Soon after, William published the first Collins novel; however, it was the time of the Long Depression, where harvests were poor, prices were high, potato crops had failed, and violence was erupting in Europe. As a result, many factories across the country were forced to close down and William chose to retire in 1846, partly due to the hardships he was facing.
Aged 30, William’s son, William II, took over the business. A keen humanitarian with a warm heart and a generous spirit, William II was truly “Victorian” in his outlook. He introduced new, up-to-date steam presses and published affordable editions of Shakespeare’s works and The Pilgrim’s Progress, making them available to the masses for the first time.
A new demand for educational books meant that success came with the publication of travel books, scientific books, encyclopedias, and dictionaries. This demand to be educated led to the later publication of atlases, and Collins also held the monopoly on scripture writing at the time.

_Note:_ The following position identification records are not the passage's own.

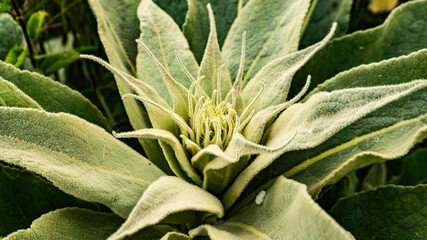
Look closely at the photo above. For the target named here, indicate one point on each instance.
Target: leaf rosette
(230, 129)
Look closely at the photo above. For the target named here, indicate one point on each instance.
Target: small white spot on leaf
(260, 197)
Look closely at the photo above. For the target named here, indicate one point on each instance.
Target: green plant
(224, 138)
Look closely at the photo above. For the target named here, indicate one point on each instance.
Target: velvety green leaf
(213, 67)
(76, 156)
(25, 197)
(413, 169)
(11, 34)
(165, 197)
(325, 13)
(376, 177)
(79, 224)
(11, 96)
(5, 6)
(70, 223)
(117, 28)
(35, 24)
(400, 34)
(267, 38)
(175, 236)
(177, 9)
(393, 71)
(336, 133)
(391, 212)
(16, 56)
(196, 26)
(162, 36)
(52, 96)
(286, 211)
(55, 61)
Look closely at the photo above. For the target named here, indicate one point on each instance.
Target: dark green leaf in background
(325, 13)
(391, 212)
(52, 96)
(16, 56)
(400, 34)
(11, 34)
(55, 61)
(35, 24)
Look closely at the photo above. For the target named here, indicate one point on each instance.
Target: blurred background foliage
(49, 35)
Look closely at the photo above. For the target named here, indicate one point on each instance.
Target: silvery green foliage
(229, 131)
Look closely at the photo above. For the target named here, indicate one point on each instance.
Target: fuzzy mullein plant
(245, 113)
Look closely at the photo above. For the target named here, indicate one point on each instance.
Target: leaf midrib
(307, 163)
(134, 179)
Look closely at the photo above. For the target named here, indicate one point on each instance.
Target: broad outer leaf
(391, 212)
(11, 96)
(325, 13)
(78, 157)
(11, 34)
(162, 36)
(400, 34)
(268, 38)
(286, 212)
(25, 196)
(392, 71)
(117, 28)
(196, 26)
(342, 131)
(50, 95)
(79, 224)
(165, 197)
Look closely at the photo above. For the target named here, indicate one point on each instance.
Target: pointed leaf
(25, 196)
(267, 38)
(325, 13)
(165, 197)
(11, 96)
(116, 27)
(52, 96)
(196, 26)
(393, 71)
(399, 35)
(78, 224)
(211, 64)
(76, 156)
(286, 211)
(11, 34)
(391, 212)
(277, 76)
(341, 131)
(162, 36)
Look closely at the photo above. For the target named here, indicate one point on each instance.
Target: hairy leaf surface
(11, 34)
(268, 38)
(11, 96)
(25, 196)
(165, 197)
(77, 157)
(286, 212)
(325, 13)
(52, 96)
(363, 134)
(117, 21)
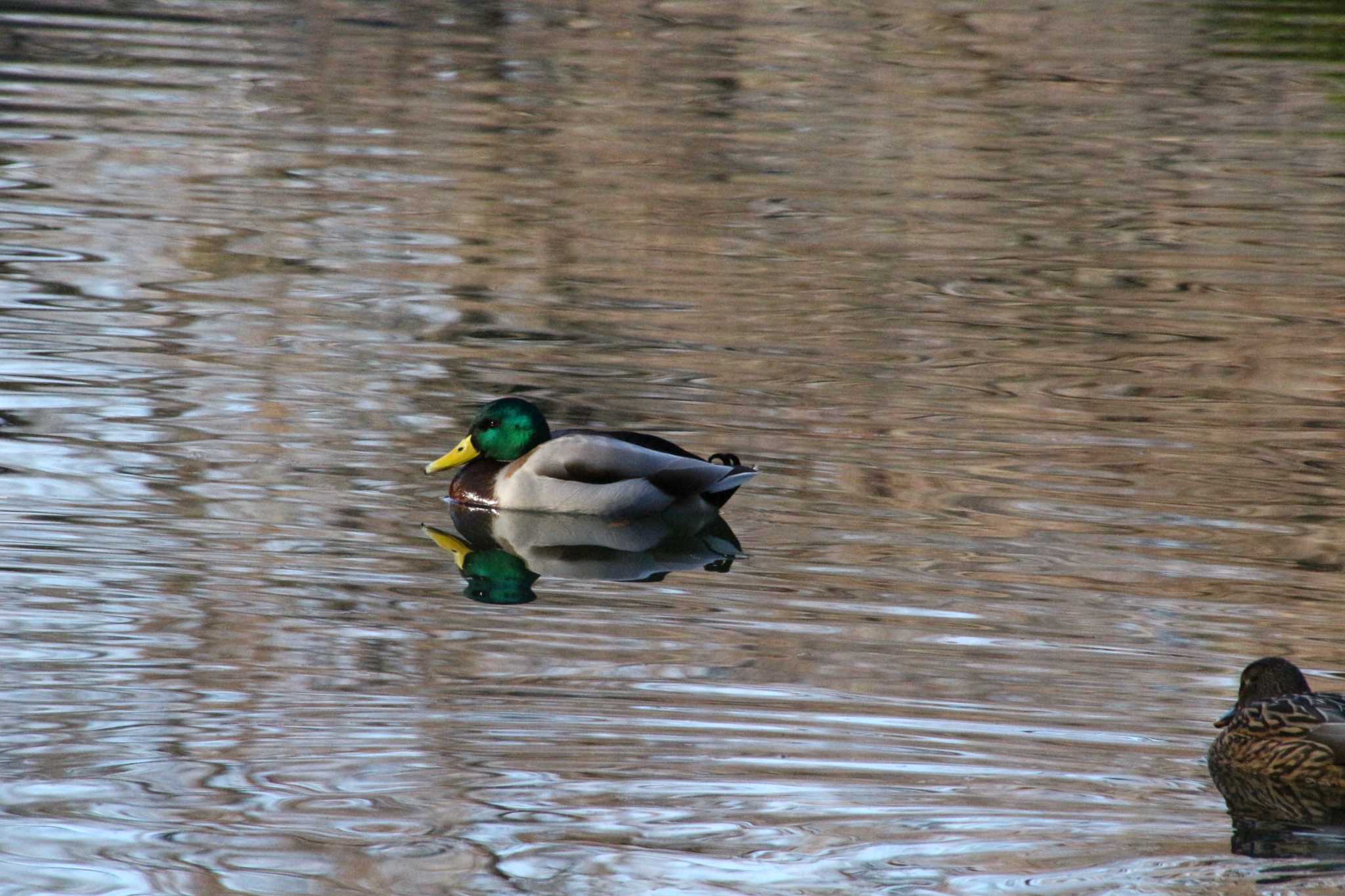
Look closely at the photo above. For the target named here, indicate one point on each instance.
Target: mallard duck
(514, 463)
(1281, 729)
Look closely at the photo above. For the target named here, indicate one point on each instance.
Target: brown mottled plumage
(1281, 729)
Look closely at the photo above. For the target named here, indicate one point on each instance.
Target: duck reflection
(1275, 819)
(503, 553)
(1279, 762)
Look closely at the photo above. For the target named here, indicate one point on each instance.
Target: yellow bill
(462, 454)
(454, 545)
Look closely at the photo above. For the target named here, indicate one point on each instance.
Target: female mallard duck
(1281, 729)
(514, 463)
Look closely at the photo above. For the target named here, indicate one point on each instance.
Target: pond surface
(1029, 316)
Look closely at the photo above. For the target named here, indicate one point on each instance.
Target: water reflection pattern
(503, 553)
(1039, 337)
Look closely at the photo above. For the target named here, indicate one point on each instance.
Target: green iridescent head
(503, 430)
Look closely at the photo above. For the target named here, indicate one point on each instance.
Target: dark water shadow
(502, 554)
(1285, 820)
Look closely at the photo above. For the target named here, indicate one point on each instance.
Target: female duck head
(1269, 679)
(503, 430)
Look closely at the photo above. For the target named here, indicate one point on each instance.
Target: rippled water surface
(1030, 316)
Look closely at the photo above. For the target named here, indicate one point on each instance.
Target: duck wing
(600, 458)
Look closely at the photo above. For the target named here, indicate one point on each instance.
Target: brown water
(1030, 316)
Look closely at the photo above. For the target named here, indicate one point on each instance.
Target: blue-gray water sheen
(1028, 313)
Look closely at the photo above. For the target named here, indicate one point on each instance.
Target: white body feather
(558, 476)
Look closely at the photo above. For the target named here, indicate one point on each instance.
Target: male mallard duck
(1279, 729)
(514, 463)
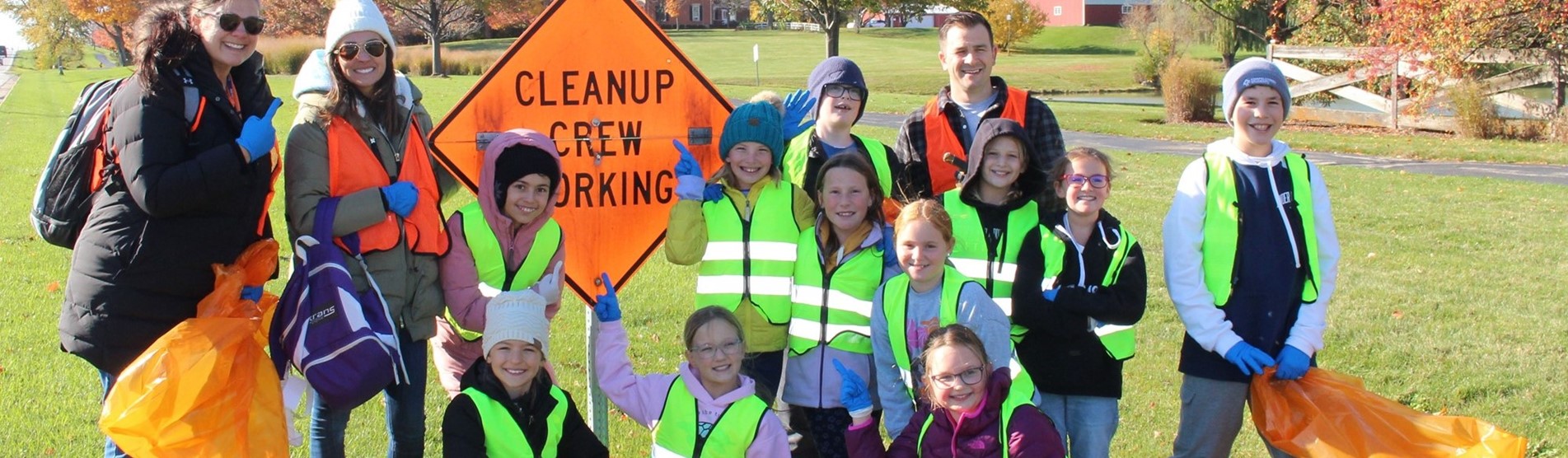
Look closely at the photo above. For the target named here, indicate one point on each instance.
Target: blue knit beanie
(1253, 72)
(756, 121)
(836, 71)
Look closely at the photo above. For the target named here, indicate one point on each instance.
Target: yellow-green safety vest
(676, 430)
(750, 259)
(798, 152)
(836, 306)
(896, 310)
(491, 264)
(1019, 394)
(1222, 223)
(1120, 341)
(972, 256)
(503, 438)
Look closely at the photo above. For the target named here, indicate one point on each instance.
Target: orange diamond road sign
(609, 86)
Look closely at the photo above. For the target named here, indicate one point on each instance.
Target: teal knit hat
(756, 121)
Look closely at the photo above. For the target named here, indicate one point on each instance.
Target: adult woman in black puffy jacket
(194, 137)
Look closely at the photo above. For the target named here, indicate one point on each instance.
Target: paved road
(1554, 175)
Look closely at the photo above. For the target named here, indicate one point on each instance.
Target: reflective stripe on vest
(941, 140)
(896, 310)
(1222, 223)
(836, 306)
(676, 428)
(1120, 341)
(502, 433)
(751, 258)
(798, 154)
(972, 255)
(353, 166)
(1019, 394)
(491, 264)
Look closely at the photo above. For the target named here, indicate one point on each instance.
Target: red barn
(1062, 13)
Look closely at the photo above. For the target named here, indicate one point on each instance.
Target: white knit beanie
(352, 16)
(517, 315)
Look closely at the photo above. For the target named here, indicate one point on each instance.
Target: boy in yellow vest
(1250, 261)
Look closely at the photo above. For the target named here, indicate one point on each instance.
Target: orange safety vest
(941, 140)
(353, 166)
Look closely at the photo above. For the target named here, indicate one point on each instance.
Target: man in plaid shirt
(934, 154)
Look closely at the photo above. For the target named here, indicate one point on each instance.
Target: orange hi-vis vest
(941, 140)
(353, 166)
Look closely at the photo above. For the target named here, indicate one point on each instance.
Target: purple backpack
(340, 339)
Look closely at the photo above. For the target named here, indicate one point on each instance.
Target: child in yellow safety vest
(995, 208)
(925, 297)
(508, 407)
(708, 409)
(502, 245)
(1081, 287)
(742, 227)
(838, 272)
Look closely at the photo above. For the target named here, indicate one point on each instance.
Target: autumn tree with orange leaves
(112, 17)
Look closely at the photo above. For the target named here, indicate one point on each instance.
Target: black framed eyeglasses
(231, 21)
(844, 91)
(1098, 180)
(951, 380)
(350, 50)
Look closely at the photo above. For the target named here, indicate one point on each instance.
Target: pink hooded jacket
(642, 397)
(460, 277)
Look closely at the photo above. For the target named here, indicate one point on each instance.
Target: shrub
(284, 55)
(1189, 86)
(1151, 58)
(1474, 114)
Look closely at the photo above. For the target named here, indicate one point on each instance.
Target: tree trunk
(118, 33)
(435, 43)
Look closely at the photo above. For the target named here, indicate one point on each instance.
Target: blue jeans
(1085, 423)
(110, 451)
(405, 405)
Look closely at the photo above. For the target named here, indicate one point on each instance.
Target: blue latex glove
(1248, 358)
(797, 114)
(400, 196)
(251, 294)
(258, 133)
(607, 308)
(854, 392)
(889, 245)
(712, 194)
(1293, 364)
(689, 176)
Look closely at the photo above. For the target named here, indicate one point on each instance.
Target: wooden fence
(1533, 66)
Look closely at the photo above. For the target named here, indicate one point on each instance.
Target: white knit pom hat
(352, 16)
(517, 317)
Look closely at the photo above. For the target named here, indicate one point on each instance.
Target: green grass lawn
(1424, 312)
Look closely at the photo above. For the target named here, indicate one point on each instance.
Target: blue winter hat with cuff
(756, 121)
(1253, 72)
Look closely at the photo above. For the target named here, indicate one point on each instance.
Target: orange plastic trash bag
(208, 386)
(1332, 414)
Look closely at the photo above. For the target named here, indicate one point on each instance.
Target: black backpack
(79, 165)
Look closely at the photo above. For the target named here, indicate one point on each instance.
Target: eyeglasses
(350, 50)
(844, 91)
(231, 21)
(733, 347)
(951, 380)
(1098, 180)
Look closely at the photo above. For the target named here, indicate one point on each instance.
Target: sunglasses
(231, 21)
(350, 50)
(1098, 180)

In the 1860s Collins began to expand and diversify and the idea of “books for the millions” was developed, although the phrase wasn’t coined until 1907. Affordable editions of classical literature were published, and in 1903 Collins introduced 10 titles in their Collins Handy Illustrated Pocket Novels. These proved so popular that a few years later this had increased to an output of 50 volumes, selling nearly half a million in their year of publication. In the same year, The Everyman’s Library was also instituted, with the idea of publishing an affordable library of the most important classical works, biographies, religious and philosophical treatments, plays, poems, travel, and adventure. This series eclipsed all competition at the time, and the introduction of paperback books in the 1950s helped to open that market and marked a high point in the industry.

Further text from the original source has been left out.